Do nerds speak hyperwhite?
Interesting little article in the NYTimes Magazine today about the language of nerds. Specifically, it summarizes the research of Mary Bucholtz, a linguist at UCSB who thinks high school nerds use language that is devoid of African American slang, and thus gain part of their social stigma from being “hyperwhite.” From the article,
By cultivating an identity perceived as white to the point of excess, nerds deny themselves the aura of normality that is usually one of the perks of being white. […] In declining to appropriate African-American youth culture, thereby “refusing to exercise the racial privilege upon which white youth cultures are founded,” she writes, nerds may even be viewed as “traitors to whiteness.” You might say they know that a culture based on theft is a culture not worth having. On the other hand, the code of conspicuous intellectualism in the nerd cliques Bucholtz observed may shut out “black students who chose not to openly display their abilities.” […] Even more problematic, “Nerds’ dismissal of black cultural practices often led them to discount the possibility of friendship with black students,” even if the nerds were involved in political activities like protesting against the dismantling of affirmative action in California schools.

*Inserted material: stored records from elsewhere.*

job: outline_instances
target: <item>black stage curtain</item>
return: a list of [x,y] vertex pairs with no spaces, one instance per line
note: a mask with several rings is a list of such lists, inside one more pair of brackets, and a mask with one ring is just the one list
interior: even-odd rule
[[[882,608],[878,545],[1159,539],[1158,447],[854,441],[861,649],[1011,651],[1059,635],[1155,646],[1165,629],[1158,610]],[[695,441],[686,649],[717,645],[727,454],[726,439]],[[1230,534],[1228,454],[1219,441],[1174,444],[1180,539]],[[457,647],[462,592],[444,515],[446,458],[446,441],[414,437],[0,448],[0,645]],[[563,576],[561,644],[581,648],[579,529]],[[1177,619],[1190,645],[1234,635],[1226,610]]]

Interesting stuff, even if the paper described dates to 2001. Whether or not it’s true, though, do you think it applies outside the microcosm of high school? Most of the adult nerds I know use lots of words and phrases from African American culture, but while it’s usually in the normal course of conversation, African American terms are also often used in jest. If some one asks a bunch of laptop-hunched, furiously coding nerds whether they are having fun, and one of them deadpans, “Yes. We are getting dumb,” is that hyperwhiteness in action?